Single Cell Transcriptomics with Python
Teachers
Attribution
Parts of this course are inspired by the Single Cell Best Practices Guide, previous R courses from the SIB on Single Cell Transcriptomics, and from the BC2 Conference 2023 Workshop. These previous course materials were prepared by Tania Wass, Rachel Marcone-Jeitziner, Geert van Geert, Patricia Palagi, Alex Lederer, and Alexandre Coudray.

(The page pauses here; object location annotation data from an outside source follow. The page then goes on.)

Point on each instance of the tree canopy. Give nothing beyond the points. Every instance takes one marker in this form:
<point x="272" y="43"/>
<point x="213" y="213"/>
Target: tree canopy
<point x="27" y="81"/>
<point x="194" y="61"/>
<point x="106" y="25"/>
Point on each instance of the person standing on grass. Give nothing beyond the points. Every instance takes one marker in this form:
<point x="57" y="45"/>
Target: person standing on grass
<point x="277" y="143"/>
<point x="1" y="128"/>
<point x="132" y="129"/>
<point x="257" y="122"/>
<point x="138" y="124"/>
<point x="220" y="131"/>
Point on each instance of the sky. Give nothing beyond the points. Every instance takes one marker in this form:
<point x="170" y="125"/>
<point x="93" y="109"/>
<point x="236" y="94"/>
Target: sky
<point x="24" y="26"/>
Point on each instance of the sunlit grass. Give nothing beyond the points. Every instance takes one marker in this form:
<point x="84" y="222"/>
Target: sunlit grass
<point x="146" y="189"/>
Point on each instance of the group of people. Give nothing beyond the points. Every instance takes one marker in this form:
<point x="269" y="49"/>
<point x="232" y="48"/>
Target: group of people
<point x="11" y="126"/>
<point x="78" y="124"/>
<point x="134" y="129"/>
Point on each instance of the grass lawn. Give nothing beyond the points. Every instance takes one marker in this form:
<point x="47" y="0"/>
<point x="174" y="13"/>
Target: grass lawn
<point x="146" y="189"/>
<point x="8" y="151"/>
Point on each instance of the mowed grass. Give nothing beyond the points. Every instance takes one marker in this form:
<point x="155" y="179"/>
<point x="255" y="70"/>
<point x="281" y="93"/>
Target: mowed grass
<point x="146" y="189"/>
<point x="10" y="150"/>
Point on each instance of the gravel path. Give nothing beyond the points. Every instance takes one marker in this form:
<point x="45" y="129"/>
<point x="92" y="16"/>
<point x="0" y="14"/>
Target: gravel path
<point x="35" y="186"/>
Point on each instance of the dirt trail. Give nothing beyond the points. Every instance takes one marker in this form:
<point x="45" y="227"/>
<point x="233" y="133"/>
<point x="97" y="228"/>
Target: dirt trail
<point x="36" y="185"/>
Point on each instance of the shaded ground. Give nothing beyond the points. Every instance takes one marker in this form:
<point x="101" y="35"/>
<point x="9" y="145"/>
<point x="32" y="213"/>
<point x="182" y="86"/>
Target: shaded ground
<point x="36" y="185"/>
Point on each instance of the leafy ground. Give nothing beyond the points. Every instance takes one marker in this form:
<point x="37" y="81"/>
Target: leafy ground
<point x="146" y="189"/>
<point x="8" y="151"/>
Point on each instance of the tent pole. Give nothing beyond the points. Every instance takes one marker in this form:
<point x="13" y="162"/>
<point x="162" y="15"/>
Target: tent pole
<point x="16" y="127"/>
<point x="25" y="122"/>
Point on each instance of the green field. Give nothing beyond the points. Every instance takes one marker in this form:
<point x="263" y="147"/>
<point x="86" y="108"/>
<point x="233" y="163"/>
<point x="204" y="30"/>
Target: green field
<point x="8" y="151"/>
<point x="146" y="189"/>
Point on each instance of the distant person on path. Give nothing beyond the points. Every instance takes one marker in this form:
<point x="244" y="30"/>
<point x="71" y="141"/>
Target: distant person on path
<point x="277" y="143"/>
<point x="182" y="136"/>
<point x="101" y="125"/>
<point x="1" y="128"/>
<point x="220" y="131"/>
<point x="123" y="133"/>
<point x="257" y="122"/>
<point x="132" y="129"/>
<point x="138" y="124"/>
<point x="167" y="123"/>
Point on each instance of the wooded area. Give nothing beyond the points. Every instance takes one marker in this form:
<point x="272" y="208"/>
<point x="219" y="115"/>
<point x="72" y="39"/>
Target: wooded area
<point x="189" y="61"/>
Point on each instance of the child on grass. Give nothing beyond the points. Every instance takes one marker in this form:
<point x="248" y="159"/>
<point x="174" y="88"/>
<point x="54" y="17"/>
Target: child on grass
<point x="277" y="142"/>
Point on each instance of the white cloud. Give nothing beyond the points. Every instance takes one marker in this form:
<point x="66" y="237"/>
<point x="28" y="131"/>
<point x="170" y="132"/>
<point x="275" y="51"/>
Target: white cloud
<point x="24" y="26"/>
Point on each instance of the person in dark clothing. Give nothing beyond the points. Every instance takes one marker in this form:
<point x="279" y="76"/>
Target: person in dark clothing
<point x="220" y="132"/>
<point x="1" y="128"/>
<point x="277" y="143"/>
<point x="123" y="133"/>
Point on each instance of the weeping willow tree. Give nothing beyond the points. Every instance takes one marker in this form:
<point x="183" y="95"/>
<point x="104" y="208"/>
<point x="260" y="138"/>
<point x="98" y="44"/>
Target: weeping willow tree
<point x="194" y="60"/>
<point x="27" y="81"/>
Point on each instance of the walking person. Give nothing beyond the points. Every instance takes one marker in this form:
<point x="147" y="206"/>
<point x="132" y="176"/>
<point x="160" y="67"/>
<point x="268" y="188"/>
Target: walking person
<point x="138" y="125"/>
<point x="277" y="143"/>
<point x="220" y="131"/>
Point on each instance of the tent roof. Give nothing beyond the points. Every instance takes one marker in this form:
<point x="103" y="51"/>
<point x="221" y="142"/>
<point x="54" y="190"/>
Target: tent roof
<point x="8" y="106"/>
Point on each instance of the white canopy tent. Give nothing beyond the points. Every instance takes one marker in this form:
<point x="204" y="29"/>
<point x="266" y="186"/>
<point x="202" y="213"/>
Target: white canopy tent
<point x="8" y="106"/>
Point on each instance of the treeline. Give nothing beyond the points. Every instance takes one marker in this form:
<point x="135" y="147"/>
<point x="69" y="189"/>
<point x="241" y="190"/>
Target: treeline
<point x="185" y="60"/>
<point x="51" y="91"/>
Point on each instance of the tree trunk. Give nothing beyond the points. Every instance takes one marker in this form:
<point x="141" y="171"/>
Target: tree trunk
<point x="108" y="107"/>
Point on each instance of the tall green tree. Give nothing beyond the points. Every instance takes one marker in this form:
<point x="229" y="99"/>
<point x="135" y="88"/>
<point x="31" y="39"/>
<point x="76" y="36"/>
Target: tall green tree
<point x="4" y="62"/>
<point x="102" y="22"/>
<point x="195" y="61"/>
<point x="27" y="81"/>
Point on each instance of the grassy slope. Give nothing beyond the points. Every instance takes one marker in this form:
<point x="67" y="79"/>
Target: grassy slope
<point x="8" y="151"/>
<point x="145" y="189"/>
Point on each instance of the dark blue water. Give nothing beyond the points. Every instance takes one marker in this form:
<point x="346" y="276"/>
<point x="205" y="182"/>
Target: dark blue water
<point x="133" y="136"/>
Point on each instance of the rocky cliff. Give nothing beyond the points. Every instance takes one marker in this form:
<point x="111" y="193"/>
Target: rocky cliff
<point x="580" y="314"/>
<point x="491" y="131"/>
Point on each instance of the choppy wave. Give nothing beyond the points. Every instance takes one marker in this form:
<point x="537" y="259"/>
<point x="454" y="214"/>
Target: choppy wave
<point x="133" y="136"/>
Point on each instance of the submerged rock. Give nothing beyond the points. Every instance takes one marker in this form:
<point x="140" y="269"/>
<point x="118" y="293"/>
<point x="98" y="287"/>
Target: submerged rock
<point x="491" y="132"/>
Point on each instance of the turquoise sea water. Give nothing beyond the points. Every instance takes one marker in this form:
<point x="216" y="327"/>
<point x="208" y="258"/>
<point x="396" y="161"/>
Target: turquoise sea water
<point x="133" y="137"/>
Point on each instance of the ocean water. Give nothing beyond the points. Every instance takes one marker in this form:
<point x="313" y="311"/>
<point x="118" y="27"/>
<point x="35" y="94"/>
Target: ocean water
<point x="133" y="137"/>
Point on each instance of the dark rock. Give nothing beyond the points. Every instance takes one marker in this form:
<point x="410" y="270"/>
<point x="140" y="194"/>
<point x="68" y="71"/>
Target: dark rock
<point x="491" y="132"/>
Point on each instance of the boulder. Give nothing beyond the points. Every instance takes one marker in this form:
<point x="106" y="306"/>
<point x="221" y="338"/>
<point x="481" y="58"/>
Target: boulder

The current course material here is still under active development, for questions please contact Alex Lederer
Overview
Single-cell RNA sequencing (scRNA-seq) can measure the gene expression of complex biological systems at the level of individual cells, enabling scientists to generate detailed tissue atlases describing the transcriptomic profiles of thousands or even millions of cells. While scRNA-seq has become a popular technique in diverse fields of biological research, the required expertise for handling such datasets has restricted its use among the larger scientific community. The aim of this 3-day course is to empower researchers to start applying the fundamental scRNA-seq analysis pipeline to their own data. We will outline how to design and interpret results of a scRNA-seq dataset and explore the basics of preprocessing and analysis in Python on real data. We will discuss common concerns in the field, including preprocessing choices, dimensionality reduction, cell type clustering and identification, batch effect correction, pseudotime, and RNA velocity methods. The course will be taught in Python.
License & copyright
License: CC BY-SA 4.0
Copyright: SIB Swiss Institute of Bioinformatics
Learning outcomes
General learning outcomes
By the end of the course, participants will be able to:
- Run Cell Ranger
- Evaluate the quality of a scRNA-seq experiment
- Perform scanpy analysis on their own data
- Confidently communicate about how to overcome potential bottlenecks
Learning outcomes explained
To reach the general learning outcomes above, we have set a number of smaller learning outcomes. Each chapter starts with these smaller learning outcomes. Use these at the start of a chapter to get an idea what you will learn. Use them also at the end of a chapter to evaluate whether you have learned what you were expected to learn.
Learning experiences
To reach the learning outcomes we will use lectures, exercises, polls, and group work. During exercises, you are free to discuss with other participants. During lectures, focus on the lecture only.
Exercises
Each block has practical work involved. Some more than others. The practicals are subdivided into chapters, and we’ll have a (short) discussion after each chapter. All answers to the practicals are incorporated, but they are hidden. Do the exercise first by yourself, before checking out the answer. If your answer is different from the answer in the practicals, try to figure out why they are different.